I would use 'sed' - untested:

   sed -e '1,$s/$^..........$..........$.*$/\1xx\2/' < text.txt >
new.txt

1) This code relies on the exact width of 10 positions per column,
   in 'sed' a single period '.' fits any single character.
2) The code does not insert any spaces around the 'xx'.
3) See the manual on 'ed' and 'sed' to understand the command,
   esp. to adapt it if ou do not like the result.
4) Test it before going productive - this is not checked !

Vangelis Haniotakis [haniotak_at_ucnet.uoc.gr]
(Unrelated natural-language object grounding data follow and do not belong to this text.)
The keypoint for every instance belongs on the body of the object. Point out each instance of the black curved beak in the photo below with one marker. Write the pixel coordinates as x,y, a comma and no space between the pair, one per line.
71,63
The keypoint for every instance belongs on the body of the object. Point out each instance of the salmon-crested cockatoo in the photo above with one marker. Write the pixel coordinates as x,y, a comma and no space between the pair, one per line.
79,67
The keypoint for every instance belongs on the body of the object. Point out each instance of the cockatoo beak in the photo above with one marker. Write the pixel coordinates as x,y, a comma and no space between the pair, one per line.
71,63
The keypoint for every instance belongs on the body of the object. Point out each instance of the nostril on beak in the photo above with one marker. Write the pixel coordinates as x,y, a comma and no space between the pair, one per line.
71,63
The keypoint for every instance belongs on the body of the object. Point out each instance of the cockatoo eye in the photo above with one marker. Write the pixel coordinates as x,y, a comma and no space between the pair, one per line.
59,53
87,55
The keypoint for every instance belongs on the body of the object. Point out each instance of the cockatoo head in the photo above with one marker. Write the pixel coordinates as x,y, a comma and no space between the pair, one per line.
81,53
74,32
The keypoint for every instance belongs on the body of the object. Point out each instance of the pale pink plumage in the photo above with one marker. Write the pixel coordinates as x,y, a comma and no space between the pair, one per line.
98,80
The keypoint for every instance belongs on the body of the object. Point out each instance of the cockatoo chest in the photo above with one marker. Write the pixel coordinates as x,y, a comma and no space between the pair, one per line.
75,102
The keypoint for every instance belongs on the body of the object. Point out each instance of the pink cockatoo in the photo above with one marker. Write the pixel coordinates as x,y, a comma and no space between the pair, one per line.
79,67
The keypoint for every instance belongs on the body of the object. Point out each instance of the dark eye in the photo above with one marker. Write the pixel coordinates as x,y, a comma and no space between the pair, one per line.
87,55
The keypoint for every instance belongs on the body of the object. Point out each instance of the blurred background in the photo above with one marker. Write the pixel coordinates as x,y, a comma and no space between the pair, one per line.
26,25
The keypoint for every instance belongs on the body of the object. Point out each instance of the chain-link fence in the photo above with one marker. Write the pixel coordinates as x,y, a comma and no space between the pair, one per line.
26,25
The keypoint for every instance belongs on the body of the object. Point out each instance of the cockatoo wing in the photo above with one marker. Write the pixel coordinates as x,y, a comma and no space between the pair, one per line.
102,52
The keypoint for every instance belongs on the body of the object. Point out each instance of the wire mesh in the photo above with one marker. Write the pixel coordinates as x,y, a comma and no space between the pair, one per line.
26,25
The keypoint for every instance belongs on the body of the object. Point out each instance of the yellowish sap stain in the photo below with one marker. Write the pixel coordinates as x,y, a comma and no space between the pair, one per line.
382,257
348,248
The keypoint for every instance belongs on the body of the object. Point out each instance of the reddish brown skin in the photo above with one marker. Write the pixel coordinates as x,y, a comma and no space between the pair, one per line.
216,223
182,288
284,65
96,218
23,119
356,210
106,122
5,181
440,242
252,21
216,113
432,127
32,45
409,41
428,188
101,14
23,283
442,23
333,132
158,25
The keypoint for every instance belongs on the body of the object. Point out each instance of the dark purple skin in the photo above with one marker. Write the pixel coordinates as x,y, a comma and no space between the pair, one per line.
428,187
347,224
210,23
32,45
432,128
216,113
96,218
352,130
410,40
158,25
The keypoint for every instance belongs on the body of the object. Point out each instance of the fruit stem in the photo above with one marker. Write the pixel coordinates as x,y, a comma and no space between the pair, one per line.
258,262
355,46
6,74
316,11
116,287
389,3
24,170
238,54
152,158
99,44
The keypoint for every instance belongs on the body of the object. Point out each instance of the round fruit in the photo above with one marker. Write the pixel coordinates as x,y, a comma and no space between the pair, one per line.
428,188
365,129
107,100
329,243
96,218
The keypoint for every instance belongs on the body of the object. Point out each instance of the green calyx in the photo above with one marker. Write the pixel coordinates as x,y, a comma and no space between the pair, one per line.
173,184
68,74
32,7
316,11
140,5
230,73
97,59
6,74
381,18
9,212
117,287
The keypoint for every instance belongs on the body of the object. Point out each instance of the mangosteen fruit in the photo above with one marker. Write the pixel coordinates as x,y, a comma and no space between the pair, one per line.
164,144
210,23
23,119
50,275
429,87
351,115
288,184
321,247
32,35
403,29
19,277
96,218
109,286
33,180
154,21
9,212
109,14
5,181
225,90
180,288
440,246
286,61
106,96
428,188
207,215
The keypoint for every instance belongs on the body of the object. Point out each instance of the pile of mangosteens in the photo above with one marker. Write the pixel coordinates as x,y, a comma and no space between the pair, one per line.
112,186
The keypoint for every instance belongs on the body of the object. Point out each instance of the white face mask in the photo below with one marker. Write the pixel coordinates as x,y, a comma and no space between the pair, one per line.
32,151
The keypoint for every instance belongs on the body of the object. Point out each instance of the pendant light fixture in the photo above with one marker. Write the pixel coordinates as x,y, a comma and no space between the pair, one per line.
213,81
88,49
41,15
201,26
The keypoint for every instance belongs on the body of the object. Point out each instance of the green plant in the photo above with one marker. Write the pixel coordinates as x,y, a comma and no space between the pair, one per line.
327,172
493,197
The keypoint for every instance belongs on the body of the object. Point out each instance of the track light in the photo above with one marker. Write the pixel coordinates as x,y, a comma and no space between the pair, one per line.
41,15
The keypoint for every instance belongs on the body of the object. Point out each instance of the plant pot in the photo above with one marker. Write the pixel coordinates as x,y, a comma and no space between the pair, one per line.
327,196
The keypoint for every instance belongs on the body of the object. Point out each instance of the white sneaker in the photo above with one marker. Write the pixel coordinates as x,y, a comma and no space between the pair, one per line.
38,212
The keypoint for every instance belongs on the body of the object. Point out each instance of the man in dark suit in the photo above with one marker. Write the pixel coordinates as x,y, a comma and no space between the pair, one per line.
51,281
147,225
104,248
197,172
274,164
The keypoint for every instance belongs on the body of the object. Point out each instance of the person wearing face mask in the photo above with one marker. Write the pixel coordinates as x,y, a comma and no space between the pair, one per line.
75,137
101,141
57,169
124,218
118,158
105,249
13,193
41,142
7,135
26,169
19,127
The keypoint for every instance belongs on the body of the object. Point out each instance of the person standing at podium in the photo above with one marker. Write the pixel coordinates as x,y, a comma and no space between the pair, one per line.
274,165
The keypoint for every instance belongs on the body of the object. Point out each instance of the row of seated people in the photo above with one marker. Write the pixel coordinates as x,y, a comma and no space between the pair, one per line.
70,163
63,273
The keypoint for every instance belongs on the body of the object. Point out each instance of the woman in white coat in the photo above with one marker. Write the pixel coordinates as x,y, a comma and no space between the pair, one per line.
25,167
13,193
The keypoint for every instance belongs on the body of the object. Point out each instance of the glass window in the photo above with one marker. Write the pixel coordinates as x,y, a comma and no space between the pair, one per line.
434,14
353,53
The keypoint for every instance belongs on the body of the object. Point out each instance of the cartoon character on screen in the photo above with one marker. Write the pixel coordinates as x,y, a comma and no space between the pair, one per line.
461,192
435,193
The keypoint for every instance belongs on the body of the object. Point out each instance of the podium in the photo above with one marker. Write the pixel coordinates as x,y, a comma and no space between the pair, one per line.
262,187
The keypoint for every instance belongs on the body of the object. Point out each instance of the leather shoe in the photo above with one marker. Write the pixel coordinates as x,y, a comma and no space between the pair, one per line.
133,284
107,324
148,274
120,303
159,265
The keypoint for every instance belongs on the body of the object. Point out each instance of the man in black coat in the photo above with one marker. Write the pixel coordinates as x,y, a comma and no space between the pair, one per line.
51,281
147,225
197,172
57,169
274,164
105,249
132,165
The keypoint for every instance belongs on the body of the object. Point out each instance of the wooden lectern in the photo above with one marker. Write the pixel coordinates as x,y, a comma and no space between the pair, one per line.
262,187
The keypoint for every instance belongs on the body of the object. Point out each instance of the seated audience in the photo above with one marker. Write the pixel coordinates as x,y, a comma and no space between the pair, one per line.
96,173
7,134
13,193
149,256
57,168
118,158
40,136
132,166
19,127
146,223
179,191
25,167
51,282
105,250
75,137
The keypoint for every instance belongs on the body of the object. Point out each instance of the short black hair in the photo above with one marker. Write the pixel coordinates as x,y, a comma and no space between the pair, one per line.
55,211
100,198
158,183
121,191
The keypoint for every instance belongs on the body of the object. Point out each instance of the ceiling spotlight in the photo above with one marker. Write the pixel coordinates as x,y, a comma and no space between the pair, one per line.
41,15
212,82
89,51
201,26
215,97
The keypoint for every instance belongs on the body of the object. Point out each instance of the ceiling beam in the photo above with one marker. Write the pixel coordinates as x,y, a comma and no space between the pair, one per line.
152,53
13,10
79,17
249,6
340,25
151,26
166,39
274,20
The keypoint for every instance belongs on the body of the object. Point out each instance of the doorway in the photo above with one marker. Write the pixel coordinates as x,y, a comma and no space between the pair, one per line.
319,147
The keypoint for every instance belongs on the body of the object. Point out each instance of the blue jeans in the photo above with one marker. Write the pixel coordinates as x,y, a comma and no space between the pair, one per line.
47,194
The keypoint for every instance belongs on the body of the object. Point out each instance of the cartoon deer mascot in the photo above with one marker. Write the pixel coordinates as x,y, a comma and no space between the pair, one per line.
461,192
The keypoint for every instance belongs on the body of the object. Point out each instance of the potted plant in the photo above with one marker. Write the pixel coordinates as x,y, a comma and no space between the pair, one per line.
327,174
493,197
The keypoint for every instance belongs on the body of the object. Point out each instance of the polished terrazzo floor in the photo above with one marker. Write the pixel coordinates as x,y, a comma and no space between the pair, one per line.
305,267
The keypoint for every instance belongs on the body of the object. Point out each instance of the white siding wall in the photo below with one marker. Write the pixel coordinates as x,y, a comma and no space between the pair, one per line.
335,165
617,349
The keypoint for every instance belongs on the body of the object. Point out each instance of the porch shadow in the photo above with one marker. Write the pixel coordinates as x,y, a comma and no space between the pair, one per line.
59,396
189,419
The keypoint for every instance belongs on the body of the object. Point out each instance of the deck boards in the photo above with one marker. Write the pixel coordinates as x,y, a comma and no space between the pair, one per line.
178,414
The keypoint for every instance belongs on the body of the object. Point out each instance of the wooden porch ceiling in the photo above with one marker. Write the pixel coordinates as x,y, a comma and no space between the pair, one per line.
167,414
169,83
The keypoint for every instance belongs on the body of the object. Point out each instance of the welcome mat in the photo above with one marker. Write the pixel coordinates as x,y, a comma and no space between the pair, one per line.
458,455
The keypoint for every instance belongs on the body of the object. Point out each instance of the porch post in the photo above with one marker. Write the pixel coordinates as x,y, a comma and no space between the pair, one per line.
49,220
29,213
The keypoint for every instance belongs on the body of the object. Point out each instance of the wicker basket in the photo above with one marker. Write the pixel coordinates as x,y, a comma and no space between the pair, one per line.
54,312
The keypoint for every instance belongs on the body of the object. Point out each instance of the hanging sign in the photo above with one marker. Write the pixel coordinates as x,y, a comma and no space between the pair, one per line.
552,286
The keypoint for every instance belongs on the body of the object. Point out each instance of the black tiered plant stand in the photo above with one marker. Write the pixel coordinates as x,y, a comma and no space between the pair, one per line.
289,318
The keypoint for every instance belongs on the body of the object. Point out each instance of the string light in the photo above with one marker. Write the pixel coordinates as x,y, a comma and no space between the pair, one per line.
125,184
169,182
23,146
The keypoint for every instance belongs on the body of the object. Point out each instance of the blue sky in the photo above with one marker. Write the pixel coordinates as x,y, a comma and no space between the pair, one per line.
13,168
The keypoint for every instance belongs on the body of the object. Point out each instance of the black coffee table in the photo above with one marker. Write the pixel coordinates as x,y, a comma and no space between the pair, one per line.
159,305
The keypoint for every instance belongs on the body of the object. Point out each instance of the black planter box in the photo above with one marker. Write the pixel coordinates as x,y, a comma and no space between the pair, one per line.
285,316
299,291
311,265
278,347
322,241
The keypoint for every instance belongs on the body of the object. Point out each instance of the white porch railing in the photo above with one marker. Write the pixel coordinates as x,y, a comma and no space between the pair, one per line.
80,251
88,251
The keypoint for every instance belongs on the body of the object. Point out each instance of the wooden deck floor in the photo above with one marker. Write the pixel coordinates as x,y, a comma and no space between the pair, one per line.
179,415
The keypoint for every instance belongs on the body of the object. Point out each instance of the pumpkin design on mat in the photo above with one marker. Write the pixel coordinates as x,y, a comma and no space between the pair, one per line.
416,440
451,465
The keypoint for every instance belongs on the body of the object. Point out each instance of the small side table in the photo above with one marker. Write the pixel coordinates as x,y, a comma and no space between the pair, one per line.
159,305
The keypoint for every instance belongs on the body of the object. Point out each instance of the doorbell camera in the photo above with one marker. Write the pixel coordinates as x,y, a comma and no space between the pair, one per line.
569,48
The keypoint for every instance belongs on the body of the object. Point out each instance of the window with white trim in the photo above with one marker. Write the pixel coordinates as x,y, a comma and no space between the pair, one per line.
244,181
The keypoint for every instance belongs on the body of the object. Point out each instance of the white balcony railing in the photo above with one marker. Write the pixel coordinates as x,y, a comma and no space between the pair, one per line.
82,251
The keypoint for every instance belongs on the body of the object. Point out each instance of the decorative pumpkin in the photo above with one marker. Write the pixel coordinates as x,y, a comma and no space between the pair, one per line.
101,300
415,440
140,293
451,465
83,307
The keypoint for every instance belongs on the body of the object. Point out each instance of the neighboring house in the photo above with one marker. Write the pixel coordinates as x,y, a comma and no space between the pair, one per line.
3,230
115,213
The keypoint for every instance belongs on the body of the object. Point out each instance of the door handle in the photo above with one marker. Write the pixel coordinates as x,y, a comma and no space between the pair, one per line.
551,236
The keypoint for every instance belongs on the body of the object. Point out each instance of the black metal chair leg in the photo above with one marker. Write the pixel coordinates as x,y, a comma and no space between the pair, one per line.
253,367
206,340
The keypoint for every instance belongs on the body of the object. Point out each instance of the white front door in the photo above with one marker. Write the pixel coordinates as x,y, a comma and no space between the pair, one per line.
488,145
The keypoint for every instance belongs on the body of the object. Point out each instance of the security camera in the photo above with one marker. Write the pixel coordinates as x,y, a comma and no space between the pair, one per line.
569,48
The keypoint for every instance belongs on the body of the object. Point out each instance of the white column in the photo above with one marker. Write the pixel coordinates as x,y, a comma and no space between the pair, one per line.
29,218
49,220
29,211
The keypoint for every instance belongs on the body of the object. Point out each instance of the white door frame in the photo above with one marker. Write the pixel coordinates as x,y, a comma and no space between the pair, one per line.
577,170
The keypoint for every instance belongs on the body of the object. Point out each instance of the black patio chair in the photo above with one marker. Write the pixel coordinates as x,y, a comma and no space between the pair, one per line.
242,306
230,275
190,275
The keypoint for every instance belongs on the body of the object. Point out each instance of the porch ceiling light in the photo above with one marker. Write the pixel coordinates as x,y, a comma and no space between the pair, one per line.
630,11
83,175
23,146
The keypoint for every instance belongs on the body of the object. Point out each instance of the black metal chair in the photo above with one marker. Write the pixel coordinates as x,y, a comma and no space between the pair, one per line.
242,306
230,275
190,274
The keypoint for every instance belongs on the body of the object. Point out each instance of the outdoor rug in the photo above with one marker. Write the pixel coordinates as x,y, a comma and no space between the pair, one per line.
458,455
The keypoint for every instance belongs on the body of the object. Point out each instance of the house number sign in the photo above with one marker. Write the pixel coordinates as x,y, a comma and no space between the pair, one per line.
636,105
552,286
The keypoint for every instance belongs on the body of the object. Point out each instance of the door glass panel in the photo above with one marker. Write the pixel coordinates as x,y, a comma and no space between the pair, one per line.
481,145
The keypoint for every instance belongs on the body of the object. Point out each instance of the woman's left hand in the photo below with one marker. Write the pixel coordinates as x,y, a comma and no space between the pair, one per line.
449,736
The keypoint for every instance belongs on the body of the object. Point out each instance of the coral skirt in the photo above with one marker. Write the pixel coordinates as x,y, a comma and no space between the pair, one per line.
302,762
I'd heartily recommend using Perl for this sort of work. Perl is your
friend, and this sort of work can be done in perl in a (very) few lines.
Go buy the Camel book (Programming Perl, by Larry Wall), you'll be glad
you did.

Anyway, without further ado:

#!/bin/perl
open TEXT, "<text.txt";
open OUT, ">out.txt";
while (<FILE>) {
  ($a, $b, $c) = split $_;
  print OUT "$a xx $c";
}
close FILE;
close OUT;

Lucio Chiappetti [lucio_at_ifctr.mi.cnr.it]
You should use a dedicated tool ... In awk the thing can be done as follows
:

    awk -f myscript.awk < infile > outfile

where myscript.awk is

{print $1,"xx",$3}

Variations on the theme are possible like :

    awk '{print $1,"xx",$3}' < infile > outfile

or even invoking myscript.awk if you make it executable and prefix it
with a line #!/usr/bin/awk -f.

Note : the above takes the first and third field of each line, replaces
the second with xx and separates them with a single space. If you want to
preserve 10-char columns replace print with appropriate printf

+-----------------------------------+---------------------------------+
| Danielle Georgette | Unix is very user friendly, its |
| Unix Admin | just rather particular about |
| danielle.georgette_at_asx.com.au | who it makes friends with. |
+-----------------------------------+---------------------------------+
| All opinions are my own unless clearly stated otherwise. |
+---------------------------------------------------------------------+

Question:

Simple problem: I have a file text.txt containing space formatted text:

a1 a2 a3
b1 b2 b3
c1 c2 c3

etc, where each column is 10 spaces wide.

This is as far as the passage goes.